Okay, so the technology exists and is being used. But how accurate is it? It seems like it’s not possible to say for sure that browser fingerprinting can be used as tracking technology over a longer period of time – as with cookies and IP addresses – but snapshots of unique fingerprints have been subject to research for quite some time. Back in 2010, the Electronic Frontier Foundation was able to extract unique fingerprints from 94 percent of browser users who used Flash or Java. By following users over time, as their fingerprints changed, they could guess when a fingerprint was an ‘upgraded’ version of a previously observed browser’s fingerprint, with 99.1% of guesses correct.
In 2016 researchers at universities at Rennes and Lille collected over 100,000 browser fingerprints and 90 percent of them were unique.
And researchers at Lehigh University and Washington University in St. Louis have concluded that their approach can successfully identify 99.24 percent of users.
Sophisticated scanning of your device
If you have read this far, you deserve some examples of how fingerprinting is done in practice. In its simplest form, fingerprinting techniques can just ask your browser questions: which browser do you have, which plugins are installed and so on. But there are more sophisticated ways to distinguish different people and their devices. One of the better-known techniques is called the Canvas API, and this asks asking your browser to render a specific image with text in different colors together with an emoji. Yes, an emoji. It’s true. The way your browser ‘paints’ this text and emoji gives away information about your graphics card, your video drivers and which fonts you have installed.

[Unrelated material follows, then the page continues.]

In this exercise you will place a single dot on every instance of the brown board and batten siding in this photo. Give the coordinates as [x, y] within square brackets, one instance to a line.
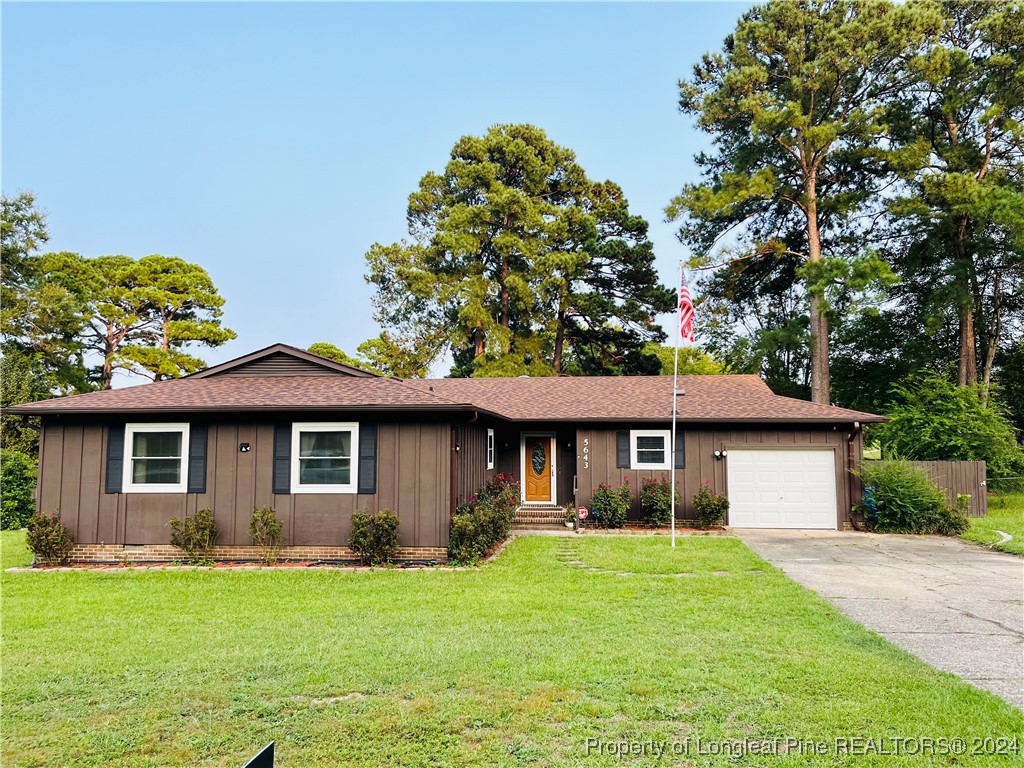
[597, 460]
[471, 459]
[413, 478]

Another technique is used in the so-called WebGL API, where the website asks your browser to draw a triangle in 3D. The same applies here, to the naked eye it might be hard to see differences between your triangle and those created by others, but the data analysis says otherwise. The Tor project specifically calls WebGL one of the single largest fingerprinting threat browsers face: “in fact, the hash of the rendered image can be used almost identically to a tracking cookie by the web server.”
Similarly, there is a fingerprint identifying technique that uses the AudioContext API, where your browser leaves a low-frequency signal that reveals data from your sound card and its drivers.
Even nominally identical hardware devices have slight differences induced by their manufacturing process.
DrawnApart research paper
Even more sophisticated is the technology DrawnApart, where researchers from France, Israel, and Australia have shown that it’s possible to create distinct fingerprints from users that share the same model of graphics cards (GPU). The researchers wrote that “even nominally identical hardware devices have slight differences induced by their manufacturing process”; and by measuring rendering speed, they were able to bring out distinct timing variations that not only computers could see – the differences were so visual that even the human eye could detect them.
“Fingerprints are here to stay”
Alright, let’s close this fingerprint lesson with some final words from the Tor Project.
“Is fingerprinting here to stay? In the near future at least, yes. This technique is so rooted in mechanisms that have existed since the beginning of the web that it is very complex to get rid of it.”